Vuelvo a Faulkner después de haber leído Mientras agonizo, Santuario, ¡Absalón, Absalón!, El villorrio, Luz de agosto y Santuario. Con El ruido y la furia (publicada en 1929, con traducción de Mariano Antolín Rato) lo intenté hace unos años y abandoné. Era una deuda pendiente saldada hoy con su lectura.

Leer a Faulkner no es fácil porque además de desmenuzar la narración, concentrada en tres días de 1928 y otro de 1910, los personajes en sus flujos de conciencia, van trayendo al presente hechos del pasado, y el lector debe ir ordenando esas piezas, las teselitas que Faulkner va poniendo a nuestra disposición.

El comienzo es la voz de Benjy, de Benjamin, a punto de cumplir 33 años, el cual tuvo un accidente con una verja y desde entonces grita, babea, y no habla, y trae a todos sus familiares de cabeza, empezando por su madre enferma, siempre encamada, tratando de poner algo de orden en el caos reinante. El desafío es poner en palabras, hacer literatura a través de cómo aprehende el mundo alguien que tiene un retraso mental y la importancia que juegan ahí el olfato, la presencia de los olores.

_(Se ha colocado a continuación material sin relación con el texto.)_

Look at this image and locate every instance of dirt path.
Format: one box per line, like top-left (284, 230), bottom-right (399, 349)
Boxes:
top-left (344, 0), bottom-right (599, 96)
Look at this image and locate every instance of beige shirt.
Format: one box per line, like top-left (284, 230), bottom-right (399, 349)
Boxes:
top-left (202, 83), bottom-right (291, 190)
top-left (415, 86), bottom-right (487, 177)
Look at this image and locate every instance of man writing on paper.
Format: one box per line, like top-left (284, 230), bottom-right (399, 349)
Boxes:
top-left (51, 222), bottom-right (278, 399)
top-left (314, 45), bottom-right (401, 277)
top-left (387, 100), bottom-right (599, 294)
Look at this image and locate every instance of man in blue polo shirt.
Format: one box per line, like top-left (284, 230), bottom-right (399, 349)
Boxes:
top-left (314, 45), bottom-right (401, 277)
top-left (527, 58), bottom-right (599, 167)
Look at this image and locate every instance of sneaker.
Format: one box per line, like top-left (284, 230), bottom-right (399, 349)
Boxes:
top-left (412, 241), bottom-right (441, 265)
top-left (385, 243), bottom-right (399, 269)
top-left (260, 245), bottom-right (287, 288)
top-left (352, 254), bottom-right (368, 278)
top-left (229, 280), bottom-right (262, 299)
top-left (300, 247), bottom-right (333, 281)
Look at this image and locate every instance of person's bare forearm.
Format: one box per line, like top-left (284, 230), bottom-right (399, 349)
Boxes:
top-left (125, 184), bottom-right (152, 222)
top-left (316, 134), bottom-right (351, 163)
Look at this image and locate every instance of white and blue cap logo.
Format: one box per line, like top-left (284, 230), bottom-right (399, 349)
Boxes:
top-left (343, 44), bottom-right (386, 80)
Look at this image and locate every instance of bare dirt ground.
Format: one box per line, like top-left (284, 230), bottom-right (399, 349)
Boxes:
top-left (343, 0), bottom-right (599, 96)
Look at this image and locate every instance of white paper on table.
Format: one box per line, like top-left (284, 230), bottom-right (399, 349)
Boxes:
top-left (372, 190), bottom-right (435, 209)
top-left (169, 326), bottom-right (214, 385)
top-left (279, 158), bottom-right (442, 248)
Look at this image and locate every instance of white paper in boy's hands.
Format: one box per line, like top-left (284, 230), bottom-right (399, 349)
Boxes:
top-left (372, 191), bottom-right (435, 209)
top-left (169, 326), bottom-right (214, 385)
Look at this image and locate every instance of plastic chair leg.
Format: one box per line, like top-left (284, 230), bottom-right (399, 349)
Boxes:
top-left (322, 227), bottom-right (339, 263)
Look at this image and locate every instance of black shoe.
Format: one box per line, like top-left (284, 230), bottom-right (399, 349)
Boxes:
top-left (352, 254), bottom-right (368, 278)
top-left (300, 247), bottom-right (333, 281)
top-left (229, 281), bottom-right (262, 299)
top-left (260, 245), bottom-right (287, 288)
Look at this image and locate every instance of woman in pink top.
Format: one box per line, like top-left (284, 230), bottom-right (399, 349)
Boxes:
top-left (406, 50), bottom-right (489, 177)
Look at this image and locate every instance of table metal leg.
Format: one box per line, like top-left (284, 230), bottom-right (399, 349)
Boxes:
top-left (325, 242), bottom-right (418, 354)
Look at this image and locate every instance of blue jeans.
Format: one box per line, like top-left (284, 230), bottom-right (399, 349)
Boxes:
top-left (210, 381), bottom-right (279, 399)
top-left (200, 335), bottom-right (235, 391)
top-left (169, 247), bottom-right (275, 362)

La segunda parte es la voz de Quentin, hermano de Benjy, Caddy y Jason. Es la gran esperanza de la familia, todo el peso a sus espaldas para conjurar la situación familiar a través de la educación, de la vía de escape (que para él no lo es) que supone ir a estudiar a Harvard. Siente Quentin predilección por su hermana Caddy, e incluso llega a confesar a su padre una relación incestuosa con ella, cuando lo que anhela es apartarla del hogar, darle otra vida. Sus pensamientos nihilistas lo hacen flotar como una cometa rumbo hacia el más allá.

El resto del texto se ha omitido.